Alguém me avisou que as coisas podiam não correr assim tão bem. Mas ainda assim decidi arriscar. Se não fosse agora, corria o risco de ser nunca. E se fosse nunca, não seria feliz.

Caminho com um passo esvoaçante, seguro e neutro na forma. Poucos sabem a que vou e evito sequer falar. É chegado o momento de pousar as malas e descansar, aguardar na estação à hora que não está marcada.

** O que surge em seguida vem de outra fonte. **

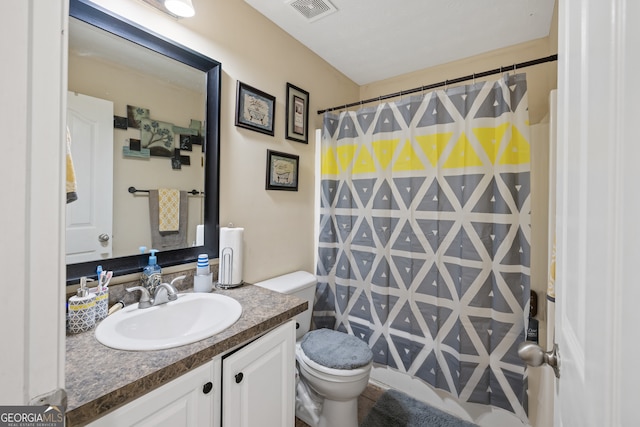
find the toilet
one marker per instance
(335, 365)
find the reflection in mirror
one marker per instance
(155, 142)
(143, 115)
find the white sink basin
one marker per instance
(190, 318)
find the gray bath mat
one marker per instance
(397, 409)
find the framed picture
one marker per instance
(255, 109)
(282, 171)
(297, 120)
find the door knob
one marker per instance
(534, 355)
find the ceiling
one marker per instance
(85, 40)
(372, 40)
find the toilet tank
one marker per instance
(301, 284)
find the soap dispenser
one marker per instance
(152, 273)
(82, 309)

Ah, só Deus sabe onde vou e como vou. Eu só sei que desta vez não vou ficar parada à espera que outro alguém conduza o meu destino. Eu vou, mas só Ele sabe quando.
Foto Carlos Gila

quinta-feira, 9 de abril de 2009

Regresso ao Amor - II

" Este processo pode ser tão doloroso que subitamente nos sentimos tentados a recuar. É preciso ter coragem - a este processo chama-se muitas vezes o caminho do guerreiro espiritual - para aguentar as dores agudas da autodescoberta , em vez de escolhermos permanecer na dor entorpecida da inconsciência, que vai durar o resto das nossas vidas."

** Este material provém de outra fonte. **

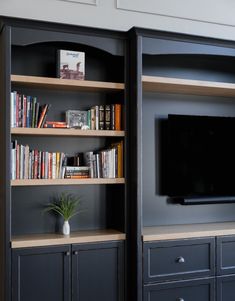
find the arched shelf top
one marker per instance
(28, 36)
(166, 46)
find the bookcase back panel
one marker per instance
(99, 203)
(200, 67)
(61, 101)
(157, 208)
(186, 45)
(42, 60)
(108, 43)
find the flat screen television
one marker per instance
(199, 158)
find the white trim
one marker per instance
(88, 2)
(141, 7)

Regresso ao Amor, Marianne Williamson

Regresso ao Amor

"Nós temos muitas armaduras que se vão acumulando em frente aos nossos corações - uma série de medos mascarados de outra coisa qualquer. Qualquer pessoa que alguma vez tenha passado por uma psicoterapia séria. está bem ciente de que o processo de crescimento pessoal nem sempre é fácil. Nós temos de encarar a nossa própria fealdade.
Nós temos muitas vezes de ficar dolorosamante cientes da impraticabilidade de um padrão antes de estarmos dispostos a abandoná-lo. Muitas vezes parece que, de facto, as nossas vidas pioram em vez de melhorar, quando começamos a trabalhar profundamente em nós mesmos. A vida não se torna realmente pior; nós é que sentimos mais profundamente as nossas próprias transgressões, porque já não estamos anestesiados pela inconsciência.
Já não estamos distanciados, através da negação ou da dissociação, da nossa própria experiência. Estamos a começar a ver a verdade a respeito dos jogos que realizamos."
Regresso ao Amor, de Marianne Williamson

sábado, 4 de abril de 2009

Um dia...Todos

Enquanto o teu corpo descansa no sofá rijo da sala, olho-te e vejo muito além de ti. Adivinho o teu passado, o acordo que fizémos, as viagens em conjunto das quais não guardamos memória, os segredos que nunca iremos revelar. Sinto-te muito mais próximo sempre que fechas os olhos. "Porque será?" ... pergunto-me. Morres para o mundo, e renasces num outro só teu. Num mundo onde eu não existo. Um mundo escasso em sentido, vazio de formas lúcidas. É teu e eu não posso entrar. E não quero. Fico à porta. Alimento a esperança de um dia ser apenas Um mundo. O mundo de Todos.